Something like panic flared in his chest. A sense that everything was falling apart around him. “Don’t be stupid. You love having me as a client. The Yellow Roses is going to be the biggest band in town and everybody…”

She cut him off. “You were going to be the biggest band in town. Were , Johnny. Past tense. Present tense, you’re a cautionary tale. Your reputation is in tatters and the second album isn’t working.”

“It is working. I just need more time to refine the new sound.”

“The new sound is shit. There’s no refining shit. It’s always shit.”

“You said you loved it! You said it was sophisticated!”

“I lied. It’s just something managers do.” Her expression was like an assassin’s right before they fired the kill shot. “It’s becoming very clear to me that the real talent on The Yellow Roses was always Pecos Bill. Clementine saw it, too. It’s why she’s just become his muse.”

“No.” Johnny swallowed hard. It felt like his chest had just been hollowed out with an ice cream scoop. “She wouldn’t do that to me.”

“Except she did . I heard it from the bartender at the Lone Prairie. He does my hair.”

Johnny tried to think through the frantic pounding of his heart. “It doesn’t matter. I don’t need a muse. You’re the one who told me they don’t contribute anything. I am the star of the band.”

“There is no band, anymore.” Turning on her Herring Box heel, Rosalee walked away forever. “Maybe I was wrong about muses. Maybe some artists do need them. By yourself, you’ve got no music in you.”

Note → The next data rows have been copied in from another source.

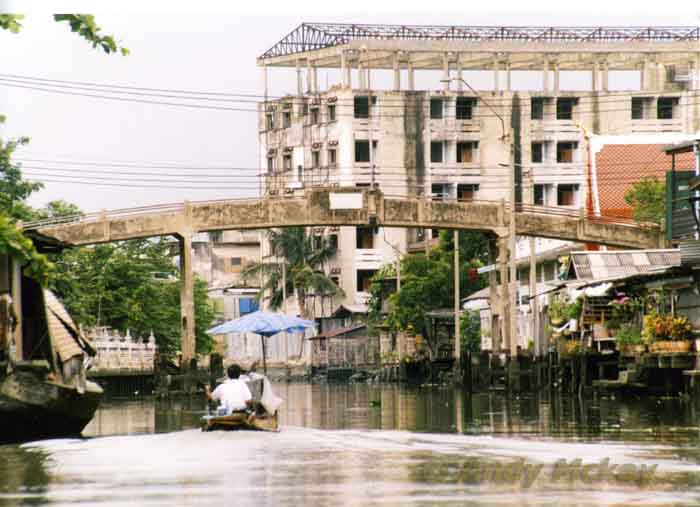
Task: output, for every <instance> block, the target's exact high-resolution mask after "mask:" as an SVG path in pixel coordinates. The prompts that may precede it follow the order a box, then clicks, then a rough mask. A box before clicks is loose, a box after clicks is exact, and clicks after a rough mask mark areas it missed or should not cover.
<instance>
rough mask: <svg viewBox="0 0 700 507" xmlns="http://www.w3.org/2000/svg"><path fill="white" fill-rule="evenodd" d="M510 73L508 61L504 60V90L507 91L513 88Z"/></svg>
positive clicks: (509, 69)
mask: <svg viewBox="0 0 700 507" xmlns="http://www.w3.org/2000/svg"><path fill="white" fill-rule="evenodd" d="M510 78H511V75H510V62H509V61H506V91H507V92H509V91H511V90H512V89H513V87H512V85H511V80H510Z"/></svg>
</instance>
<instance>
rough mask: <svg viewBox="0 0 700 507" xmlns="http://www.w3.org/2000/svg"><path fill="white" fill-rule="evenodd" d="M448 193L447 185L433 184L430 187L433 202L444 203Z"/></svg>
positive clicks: (435, 183) (442, 184) (446, 198)
mask: <svg viewBox="0 0 700 507" xmlns="http://www.w3.org/2000/svg"><path fill="white" fill-rule="evenodd" d="M447 191H448V189H447V185H443V184H442V183H433V184H432V185H431V186H430V192H431V194H432V198H433V201H444V200H445V199H447Z"/></svg>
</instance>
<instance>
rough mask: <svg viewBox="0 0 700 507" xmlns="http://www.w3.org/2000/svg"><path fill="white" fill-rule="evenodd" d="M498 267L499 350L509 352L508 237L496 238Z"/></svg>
mask: <svg viewBox="0 0 700 507" xmlns="http://www.w3.org/2000/svg"><path fill="white" fill-rule="evenodd" d="M498 267H499V271H500V274H501V294H500V296H501V297H500V300H501V333H500V334H501V337H500V338H501V339H500V342H501V348H500V349H499V350H498V352H500V351H501V350H503V349H505V350H510V340H511V336H510V320H509V318H508V316H509V315H510V313H509V312H510V311H511V307H510V283H509V278H508V237H507V236H503V237H500V238H498Z"/></svg>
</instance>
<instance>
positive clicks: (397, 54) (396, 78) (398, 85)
mask: <svg viewBox="0 0 700 507" xmlns="http://www.w3.org/2000/svg"><path fill="white" fill-rule="evenodd" d="M393 63H394V91H396V92H398V91H400V90H401V66H400V65H399V54H398V53H394V62H393Z"/></svg>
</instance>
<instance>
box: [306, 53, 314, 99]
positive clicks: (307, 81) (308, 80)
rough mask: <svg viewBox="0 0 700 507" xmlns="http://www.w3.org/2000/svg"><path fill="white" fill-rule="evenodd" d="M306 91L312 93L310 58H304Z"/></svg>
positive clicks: (312, 86)
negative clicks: (305, 76)
mask: <svg viewBox="0 0 700 507" xmlns="http://www.w3.org/2000/svg"><path fill="white" fill-rule="evenodd" d="M306 93H313V69H312V68H311V60H308V59H307V60H306Z"/></svg>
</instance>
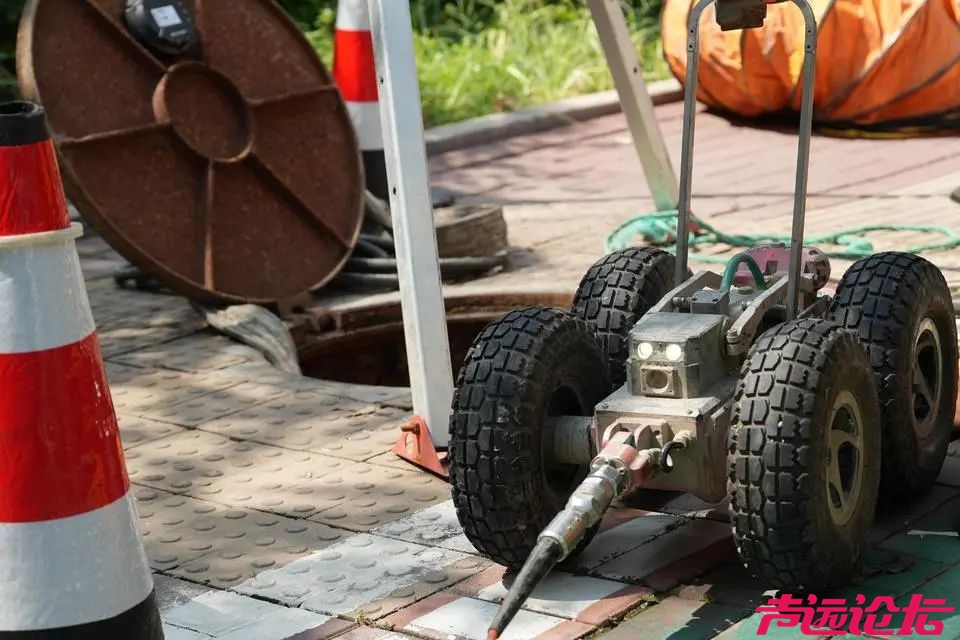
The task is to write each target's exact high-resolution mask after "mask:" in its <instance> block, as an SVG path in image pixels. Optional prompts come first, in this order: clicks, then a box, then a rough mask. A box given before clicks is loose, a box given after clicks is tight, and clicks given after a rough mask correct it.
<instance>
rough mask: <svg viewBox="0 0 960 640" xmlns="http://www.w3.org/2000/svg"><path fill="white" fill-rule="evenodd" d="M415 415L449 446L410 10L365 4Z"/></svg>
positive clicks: (427, 178) (428, 209) (441, 316)
mask: <svg viewBox="0 0 960 640" xmlns="http://www.w3.org/2000/svg"><path fill="white" fill-rule="evenodd" d="M369 1H370V22H371V31H372V34H373V49H374V53H375V58H376V62H377V83H378V85H379V88H380V105H381V106H380V117H381V121H382V123H383V143H384V144H383V146H384V153H385V154H386V160H387V163H386V164H387V181H388V183H389V185H390V211H391V213H392V216H393V232H394V241H395V243H396V250H397V271H398V275H399V279H400V304H401V306H402V308H403V329H404V339H405V340H406V346H407V362H408V367H409V370H410V387H411V392H412V394H413V410H414V413H416V415H418V416H420V417H421V418H422V419H423V421H424V422H425V423H426V425H427V429H428V430H429V432H430V437H431V440H432V441H433V445H434V447H436V448H437V449H443V448H445V447H446V446H447V441H448V435H447V429H448V426H447V425H448V422H449V419H450V404H451V400H452V398H453V371H452V370H451V366H450V345H449V342H448V340H447V314H446V309H445V308H444V303H443V288H442V285H441V282H440V259H439V253H438V251H437V235H436V228H435V227H434V223H433V205H432V202H431V198H430V186H429V172H428V169H427V148H426V144H425V143H424V140H423V116H422V115H421V111H420V85H419V84H418V81H417V65H416V58H415V56H414V51H413V25H412V24H411V22H410V3H409V2H406V1H403V2H399V1H398V0H369Z"/></svg>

Johnny stood there, a bubble of awkward silence surrounding him. No one looked him in the eyes, but they were all staring. It was exactly like going back in time to high school, only suddenly there was no Clementine to cheer him up with her laughter. She’d moved to Pecos Bill’s lunch table.

He couldn’t let this happen.

He wouldn’t .

He wasn’t weak and ostracized John Jacob Jingleheimer-Schmidt, anymore. He’d become Johnny fucking Jacobs and Johnny fucking Jacobs didn’t lose.

“Tarnation, pal. That was hard to watch.” One of the guys who’d been nodding along with his side of the argument now looked pitying. “Sit down. I’ll buy you a drink. You need it.”

Johnny slowly shook his head. “I’m gonna need something a lot stronger than bourbon.”